An expert on any topic can find a home in "Wikipedia," a know-it-all Web site created by thousands of plugged-in volunteers.

It's described as a free encyclopedia logging over 140,000 articles sent in by people from all over the world.

What is unique is that, not only is it free and easy to use, it also allows users to go in and edit an entry.

Wiki comes from the Hawaiian term for "quick." And like a Web log, it's a fast and easy way to publish online. But unlike a Web log, which typically publishes a single voice, a Wiki is the collective work of many writers.

To counter pranksters, so-called Wikipedians or Wikis may lock a document or delete the user.

Take Abbie Wong and Olivia Yuen for example, two Hong Kong university students who took their love of the local shoreline to Wikipedia.

Wong posted a report on white dolphins, and Yuen offered a primer to Hong Kong's beaches. Just minutes after the articles hit the site, they were tweaked and polished by Wikipedia's cult-like following.

Wong and Yuen's brush with the Wikis was part of a school assignment on new media.
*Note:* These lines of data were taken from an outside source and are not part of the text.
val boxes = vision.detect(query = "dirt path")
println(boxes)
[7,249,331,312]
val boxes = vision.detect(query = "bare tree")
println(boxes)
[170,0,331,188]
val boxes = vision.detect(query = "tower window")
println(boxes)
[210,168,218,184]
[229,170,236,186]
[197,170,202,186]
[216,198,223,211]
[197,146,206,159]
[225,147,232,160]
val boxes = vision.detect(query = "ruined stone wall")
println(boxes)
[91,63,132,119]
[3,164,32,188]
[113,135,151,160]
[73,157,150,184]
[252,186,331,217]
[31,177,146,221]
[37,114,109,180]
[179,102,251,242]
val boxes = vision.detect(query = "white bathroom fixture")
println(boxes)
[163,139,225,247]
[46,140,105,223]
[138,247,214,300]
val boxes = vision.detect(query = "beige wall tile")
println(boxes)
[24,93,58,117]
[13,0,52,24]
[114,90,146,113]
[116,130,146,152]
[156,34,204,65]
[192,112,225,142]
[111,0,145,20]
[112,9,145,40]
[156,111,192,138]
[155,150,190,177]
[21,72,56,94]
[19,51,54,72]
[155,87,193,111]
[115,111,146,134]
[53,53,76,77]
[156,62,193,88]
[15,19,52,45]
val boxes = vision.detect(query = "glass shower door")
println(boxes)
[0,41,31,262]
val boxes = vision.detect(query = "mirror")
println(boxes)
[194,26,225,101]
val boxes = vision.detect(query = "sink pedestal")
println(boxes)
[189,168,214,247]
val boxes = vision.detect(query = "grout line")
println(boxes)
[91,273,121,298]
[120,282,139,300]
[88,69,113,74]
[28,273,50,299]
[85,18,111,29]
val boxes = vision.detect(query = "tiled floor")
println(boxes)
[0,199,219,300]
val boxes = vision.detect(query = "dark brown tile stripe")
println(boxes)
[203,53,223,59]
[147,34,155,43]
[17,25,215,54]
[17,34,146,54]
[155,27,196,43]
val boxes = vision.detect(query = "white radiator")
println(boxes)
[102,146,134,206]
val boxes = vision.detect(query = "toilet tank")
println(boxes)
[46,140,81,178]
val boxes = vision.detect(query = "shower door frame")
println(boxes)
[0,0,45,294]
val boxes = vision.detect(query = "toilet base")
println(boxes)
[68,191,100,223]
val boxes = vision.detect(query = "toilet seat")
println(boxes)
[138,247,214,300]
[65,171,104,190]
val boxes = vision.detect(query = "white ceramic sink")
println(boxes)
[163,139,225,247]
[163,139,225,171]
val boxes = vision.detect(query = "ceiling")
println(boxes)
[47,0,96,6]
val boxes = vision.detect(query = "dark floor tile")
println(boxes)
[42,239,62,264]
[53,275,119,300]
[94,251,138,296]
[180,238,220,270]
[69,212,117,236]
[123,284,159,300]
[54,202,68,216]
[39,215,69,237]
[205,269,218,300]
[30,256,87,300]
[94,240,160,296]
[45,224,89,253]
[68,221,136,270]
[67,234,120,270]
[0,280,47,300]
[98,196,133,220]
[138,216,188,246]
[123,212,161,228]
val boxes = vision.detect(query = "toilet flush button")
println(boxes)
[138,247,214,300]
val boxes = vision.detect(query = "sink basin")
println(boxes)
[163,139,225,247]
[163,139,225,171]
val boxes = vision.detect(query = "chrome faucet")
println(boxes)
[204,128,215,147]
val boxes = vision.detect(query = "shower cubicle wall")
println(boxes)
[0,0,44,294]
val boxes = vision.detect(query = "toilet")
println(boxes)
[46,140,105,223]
Professor Andrew Lih set them and 78 other students loose on the site.

"I think what happened in the Wikipedia community is they started seeing all these entries about Hong Kong being updated and rapidly edited," Lih told CNN.

"And suddenly everyone used to an edit every few minutes or every hour on Wikipedia started seeing this flurry of activity."

Student Tony Yeung took a digital camera to Hong Kong's Victoria Peak and published a Wiki entry on the popular tourist lookout.

"After that, I found that my careless mistake of my English was corrected!" Yeung says.

While Yeung doesn't mind being corrected by complete strangers, the site's free-for-all editing may not sit well with other egos.

"It would seem like a recipe of disaster, one of the worst ideas ever thought of," Lih says.

But it really does follow the open source model, which is that more eyeballs make all bugs shallow. Meaning: the more people that see it, the more obvious you'll be able to get those bugs or inaccuracies out of it."

Over time, Wikis say, a group view or consensus emerges.

Wikipedia has welcomed the Hong Kong students with a special page to track their progress.

In the Wiki world, the more the merrier.

In the last two years alone, the site has racked up over 132,000 articles offering a single take of the world from a global tribe more likely to surf the web than the waves of Hong Kong's Stanley Beach.